日本內戰錄 第二十四號記錄 ― 前線巡察 ―
八月十五日。
夜明け前から中隊区画の巡察。
ここ数日、革命側の小規模な接触が続いており、
前線の兵は少し張りつめすぎている。
中原も復帰したばかりで、
表情は戻っているが動きにぎこちなさが残る。
塹壕の底には昨夜の雨がまだ残っている。
足を踏み入れると水音が響き、
それに反応して歩哨がこちらを振り向いた。
緊張しすぎている。
声をかけて落ち着かせた。
斜面の上に設置した観測所を覗くと、
報告書が散らばっていた。
風で飛ばされたらしい。
拾い集めて所員に渡したが、
彼の手が震えているのが分かった。
ここ数日の砲撃音のせいだろう。
八時過ぎ、南側の林付近で銃声。
単発が数発。
巡察中の分隊が発見したらしく、
無線では「影だけ確認」との報告。
革命側の斥候が近くまで出ている可能性が高い。
前線へ向かう途中、
中原が「進みますか」と聞いてきた。
声は落ち着いているが、目の奥に迷いがある。
無理もない。
彼があの丘で負傷したのは数日前のことだ。
「確認だけでいい。
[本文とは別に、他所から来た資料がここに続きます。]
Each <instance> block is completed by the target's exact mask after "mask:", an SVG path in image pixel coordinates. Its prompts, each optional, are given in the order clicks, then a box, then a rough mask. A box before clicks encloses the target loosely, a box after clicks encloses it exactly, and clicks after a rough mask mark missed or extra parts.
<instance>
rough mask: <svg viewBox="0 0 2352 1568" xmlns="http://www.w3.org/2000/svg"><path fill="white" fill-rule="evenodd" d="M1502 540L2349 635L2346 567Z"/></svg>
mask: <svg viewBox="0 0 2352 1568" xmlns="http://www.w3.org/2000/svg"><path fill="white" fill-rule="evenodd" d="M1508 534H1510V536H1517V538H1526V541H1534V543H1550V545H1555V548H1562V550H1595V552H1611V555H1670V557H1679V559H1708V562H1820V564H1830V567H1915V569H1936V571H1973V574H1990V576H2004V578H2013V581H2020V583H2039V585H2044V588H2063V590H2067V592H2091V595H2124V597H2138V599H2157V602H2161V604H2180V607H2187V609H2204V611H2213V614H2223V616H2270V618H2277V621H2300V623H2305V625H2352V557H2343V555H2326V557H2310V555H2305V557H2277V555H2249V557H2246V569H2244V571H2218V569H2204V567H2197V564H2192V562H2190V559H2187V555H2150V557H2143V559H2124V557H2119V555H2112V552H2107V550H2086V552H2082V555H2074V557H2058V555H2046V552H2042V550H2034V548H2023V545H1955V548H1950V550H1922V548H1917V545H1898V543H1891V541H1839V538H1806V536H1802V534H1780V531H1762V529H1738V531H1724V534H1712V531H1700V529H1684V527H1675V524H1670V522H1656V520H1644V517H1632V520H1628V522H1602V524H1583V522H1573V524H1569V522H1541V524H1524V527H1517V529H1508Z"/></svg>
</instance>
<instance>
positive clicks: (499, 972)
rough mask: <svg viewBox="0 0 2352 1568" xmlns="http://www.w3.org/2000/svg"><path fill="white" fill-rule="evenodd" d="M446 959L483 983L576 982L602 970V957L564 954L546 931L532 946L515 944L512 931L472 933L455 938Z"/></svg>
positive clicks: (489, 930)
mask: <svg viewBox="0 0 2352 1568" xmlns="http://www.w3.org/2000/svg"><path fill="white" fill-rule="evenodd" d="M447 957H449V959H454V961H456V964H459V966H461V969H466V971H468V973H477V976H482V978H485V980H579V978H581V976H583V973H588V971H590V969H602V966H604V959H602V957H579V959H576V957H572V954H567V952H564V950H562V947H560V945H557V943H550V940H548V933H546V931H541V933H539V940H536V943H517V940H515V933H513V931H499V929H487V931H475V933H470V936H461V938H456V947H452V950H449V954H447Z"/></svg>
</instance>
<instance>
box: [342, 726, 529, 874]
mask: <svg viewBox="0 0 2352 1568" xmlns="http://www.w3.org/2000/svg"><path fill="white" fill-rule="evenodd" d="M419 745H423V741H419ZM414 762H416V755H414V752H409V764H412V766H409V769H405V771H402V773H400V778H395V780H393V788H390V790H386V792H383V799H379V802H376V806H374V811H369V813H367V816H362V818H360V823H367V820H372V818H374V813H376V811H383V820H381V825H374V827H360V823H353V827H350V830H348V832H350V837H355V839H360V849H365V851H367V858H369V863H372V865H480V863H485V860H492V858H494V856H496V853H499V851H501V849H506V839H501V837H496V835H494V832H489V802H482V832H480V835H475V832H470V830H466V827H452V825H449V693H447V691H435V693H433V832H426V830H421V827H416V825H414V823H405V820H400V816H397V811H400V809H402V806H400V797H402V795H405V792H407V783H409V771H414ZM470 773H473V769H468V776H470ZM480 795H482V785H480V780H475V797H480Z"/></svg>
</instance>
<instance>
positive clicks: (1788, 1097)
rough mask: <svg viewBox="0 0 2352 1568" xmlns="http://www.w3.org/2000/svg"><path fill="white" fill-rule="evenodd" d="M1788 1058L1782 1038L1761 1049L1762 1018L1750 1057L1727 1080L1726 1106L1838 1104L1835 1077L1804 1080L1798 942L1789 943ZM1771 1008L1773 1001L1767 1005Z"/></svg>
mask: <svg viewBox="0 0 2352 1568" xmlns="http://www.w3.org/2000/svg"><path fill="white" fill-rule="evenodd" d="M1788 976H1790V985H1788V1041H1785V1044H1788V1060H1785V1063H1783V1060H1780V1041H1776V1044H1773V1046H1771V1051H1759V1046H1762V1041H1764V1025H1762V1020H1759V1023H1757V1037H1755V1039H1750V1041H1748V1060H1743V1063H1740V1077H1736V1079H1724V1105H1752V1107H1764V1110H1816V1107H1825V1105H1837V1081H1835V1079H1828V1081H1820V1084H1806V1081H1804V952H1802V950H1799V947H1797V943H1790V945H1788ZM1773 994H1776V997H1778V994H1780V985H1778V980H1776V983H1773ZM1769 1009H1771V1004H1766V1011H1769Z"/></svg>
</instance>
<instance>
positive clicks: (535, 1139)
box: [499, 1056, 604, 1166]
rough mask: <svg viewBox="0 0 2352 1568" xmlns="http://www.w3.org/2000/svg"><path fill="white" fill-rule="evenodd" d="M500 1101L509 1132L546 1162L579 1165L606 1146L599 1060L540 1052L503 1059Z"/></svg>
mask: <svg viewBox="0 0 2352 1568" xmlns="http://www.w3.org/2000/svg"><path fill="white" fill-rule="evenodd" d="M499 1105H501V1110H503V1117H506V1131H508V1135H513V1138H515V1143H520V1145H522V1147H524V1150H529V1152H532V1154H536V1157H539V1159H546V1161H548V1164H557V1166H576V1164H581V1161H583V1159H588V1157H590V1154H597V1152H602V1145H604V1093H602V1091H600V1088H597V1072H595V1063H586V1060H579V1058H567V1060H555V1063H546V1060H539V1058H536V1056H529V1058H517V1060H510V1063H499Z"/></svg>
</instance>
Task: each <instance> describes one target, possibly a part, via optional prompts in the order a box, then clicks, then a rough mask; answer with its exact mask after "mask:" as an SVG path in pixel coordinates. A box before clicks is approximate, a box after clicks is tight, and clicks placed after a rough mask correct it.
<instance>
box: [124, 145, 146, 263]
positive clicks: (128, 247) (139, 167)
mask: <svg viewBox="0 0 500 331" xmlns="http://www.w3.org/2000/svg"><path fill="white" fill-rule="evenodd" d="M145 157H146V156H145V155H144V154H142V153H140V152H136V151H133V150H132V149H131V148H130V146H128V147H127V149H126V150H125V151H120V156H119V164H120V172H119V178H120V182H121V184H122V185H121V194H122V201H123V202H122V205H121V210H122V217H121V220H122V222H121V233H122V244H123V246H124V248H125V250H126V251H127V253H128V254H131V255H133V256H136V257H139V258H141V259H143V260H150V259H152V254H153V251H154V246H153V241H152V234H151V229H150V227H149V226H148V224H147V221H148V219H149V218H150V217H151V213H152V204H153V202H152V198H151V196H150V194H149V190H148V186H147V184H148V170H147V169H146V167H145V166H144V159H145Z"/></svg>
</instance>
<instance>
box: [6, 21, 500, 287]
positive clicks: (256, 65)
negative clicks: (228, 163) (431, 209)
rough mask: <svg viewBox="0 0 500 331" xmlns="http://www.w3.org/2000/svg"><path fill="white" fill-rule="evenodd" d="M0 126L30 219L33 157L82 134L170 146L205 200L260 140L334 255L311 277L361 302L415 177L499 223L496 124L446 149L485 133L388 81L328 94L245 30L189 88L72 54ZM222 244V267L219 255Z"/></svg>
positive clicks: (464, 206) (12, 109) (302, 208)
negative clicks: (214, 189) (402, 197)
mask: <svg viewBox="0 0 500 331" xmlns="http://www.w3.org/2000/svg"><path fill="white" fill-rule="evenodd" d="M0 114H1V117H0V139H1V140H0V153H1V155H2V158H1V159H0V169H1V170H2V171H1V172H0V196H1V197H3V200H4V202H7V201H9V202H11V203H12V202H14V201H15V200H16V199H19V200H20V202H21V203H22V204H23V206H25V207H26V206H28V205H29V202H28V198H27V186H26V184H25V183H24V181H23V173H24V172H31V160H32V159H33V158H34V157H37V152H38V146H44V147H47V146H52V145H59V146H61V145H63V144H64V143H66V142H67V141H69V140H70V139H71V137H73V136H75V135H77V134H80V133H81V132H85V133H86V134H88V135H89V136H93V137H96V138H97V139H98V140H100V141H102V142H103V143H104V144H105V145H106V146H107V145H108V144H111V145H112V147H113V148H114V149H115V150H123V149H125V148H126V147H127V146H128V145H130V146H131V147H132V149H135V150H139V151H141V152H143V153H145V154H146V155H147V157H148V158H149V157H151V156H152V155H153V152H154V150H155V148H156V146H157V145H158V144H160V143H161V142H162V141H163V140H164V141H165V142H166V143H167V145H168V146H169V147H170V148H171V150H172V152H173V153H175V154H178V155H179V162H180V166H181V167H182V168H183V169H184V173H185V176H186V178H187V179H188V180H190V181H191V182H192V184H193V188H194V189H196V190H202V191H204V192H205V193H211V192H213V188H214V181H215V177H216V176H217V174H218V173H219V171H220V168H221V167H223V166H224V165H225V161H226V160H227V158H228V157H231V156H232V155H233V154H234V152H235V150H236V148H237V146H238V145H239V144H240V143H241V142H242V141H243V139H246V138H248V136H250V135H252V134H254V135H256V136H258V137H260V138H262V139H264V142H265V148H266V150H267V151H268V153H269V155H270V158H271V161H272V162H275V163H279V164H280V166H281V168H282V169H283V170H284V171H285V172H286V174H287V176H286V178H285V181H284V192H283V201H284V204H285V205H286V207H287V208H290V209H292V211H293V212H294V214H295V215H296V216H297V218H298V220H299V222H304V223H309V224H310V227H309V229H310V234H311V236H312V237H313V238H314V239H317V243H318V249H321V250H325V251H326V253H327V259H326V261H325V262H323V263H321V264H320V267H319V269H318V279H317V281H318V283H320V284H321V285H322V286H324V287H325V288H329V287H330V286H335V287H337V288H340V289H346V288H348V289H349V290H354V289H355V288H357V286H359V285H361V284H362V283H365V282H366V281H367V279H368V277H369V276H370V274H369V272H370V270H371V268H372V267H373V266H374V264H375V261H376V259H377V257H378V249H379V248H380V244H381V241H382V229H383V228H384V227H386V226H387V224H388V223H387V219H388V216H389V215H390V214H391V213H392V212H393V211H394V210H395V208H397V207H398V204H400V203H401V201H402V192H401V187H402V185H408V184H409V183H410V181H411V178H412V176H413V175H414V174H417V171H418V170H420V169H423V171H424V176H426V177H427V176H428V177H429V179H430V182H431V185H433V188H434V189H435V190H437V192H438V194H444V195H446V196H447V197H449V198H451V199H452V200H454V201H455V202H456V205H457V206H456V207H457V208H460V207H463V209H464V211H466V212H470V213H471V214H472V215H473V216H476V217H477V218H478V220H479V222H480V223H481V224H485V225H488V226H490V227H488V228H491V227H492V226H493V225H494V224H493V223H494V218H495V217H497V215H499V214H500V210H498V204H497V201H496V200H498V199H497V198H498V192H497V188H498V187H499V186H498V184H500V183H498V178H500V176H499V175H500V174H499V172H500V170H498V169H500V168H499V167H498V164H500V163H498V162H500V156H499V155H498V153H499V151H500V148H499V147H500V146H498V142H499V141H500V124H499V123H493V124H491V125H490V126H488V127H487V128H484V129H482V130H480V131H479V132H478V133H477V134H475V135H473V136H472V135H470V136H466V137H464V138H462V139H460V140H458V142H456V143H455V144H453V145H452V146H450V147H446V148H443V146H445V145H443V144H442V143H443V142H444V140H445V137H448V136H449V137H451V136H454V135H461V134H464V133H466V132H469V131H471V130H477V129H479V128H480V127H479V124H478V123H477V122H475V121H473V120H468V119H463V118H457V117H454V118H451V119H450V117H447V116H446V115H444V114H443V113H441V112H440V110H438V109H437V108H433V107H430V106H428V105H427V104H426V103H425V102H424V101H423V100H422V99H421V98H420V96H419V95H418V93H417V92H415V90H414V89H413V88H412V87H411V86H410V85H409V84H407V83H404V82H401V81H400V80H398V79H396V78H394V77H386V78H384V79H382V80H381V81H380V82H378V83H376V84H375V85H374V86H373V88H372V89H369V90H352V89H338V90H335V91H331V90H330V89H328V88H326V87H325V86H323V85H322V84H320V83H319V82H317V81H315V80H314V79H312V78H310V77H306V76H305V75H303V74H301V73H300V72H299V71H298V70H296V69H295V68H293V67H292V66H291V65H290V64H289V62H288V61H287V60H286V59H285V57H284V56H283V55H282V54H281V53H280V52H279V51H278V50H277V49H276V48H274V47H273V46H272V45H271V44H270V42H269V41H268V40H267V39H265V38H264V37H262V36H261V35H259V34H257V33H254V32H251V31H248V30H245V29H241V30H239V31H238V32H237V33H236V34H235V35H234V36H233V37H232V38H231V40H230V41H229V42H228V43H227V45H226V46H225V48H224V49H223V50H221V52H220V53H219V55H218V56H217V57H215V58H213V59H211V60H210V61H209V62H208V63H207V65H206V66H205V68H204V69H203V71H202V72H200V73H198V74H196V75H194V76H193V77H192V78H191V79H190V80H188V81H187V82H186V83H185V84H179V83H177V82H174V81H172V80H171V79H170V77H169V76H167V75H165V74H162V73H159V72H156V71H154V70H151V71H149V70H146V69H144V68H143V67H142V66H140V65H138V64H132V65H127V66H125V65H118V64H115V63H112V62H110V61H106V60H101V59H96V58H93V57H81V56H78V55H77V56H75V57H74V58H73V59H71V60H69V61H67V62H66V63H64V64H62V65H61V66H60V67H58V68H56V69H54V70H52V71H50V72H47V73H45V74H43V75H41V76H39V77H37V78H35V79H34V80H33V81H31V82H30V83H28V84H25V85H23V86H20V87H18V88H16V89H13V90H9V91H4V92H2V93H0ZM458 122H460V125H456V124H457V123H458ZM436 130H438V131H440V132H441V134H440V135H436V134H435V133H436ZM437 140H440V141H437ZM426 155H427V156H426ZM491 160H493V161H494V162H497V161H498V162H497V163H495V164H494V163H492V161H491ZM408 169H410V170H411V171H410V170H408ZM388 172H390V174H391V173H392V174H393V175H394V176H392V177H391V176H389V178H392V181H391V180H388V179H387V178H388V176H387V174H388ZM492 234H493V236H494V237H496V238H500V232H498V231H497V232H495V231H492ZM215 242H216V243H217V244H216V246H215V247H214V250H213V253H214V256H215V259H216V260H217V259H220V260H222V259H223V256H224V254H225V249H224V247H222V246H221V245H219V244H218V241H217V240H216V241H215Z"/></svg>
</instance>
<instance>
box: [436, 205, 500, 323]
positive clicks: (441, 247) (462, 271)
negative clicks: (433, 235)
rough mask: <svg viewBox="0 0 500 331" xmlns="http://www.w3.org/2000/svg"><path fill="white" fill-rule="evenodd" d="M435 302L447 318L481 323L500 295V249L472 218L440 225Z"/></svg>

深追いするな」
そう返した。
林の縁まで進むと、
足跡が複数。泥が浅くえぐれており、
ここを急いで通過したことが分かる。
だが敵影はなし。
小競り合いの範囲にとどまった。
十一時頃、前線の補給路から煙が見えた。
整備班が古い燃料缶を焼却しているだけだと分かったが、
一瞬、空気がざわついた。
誰もが「次の攻撃ではないか」と反応している。
部隊全体が、
疲労ではなく“待ち疲れ”をしている。
撃ち合いより静寂のほうが、
兵を削ることがある。
午後、報告書をまとめる途中で、
耳鳴りがした。
砲撃の振動が染みついて抜けない。
書類を閉じ、外の空気を吸った。
今日の戦果は無し。
損害も無し。
しかし全体の緊張は確実に積み重なっている。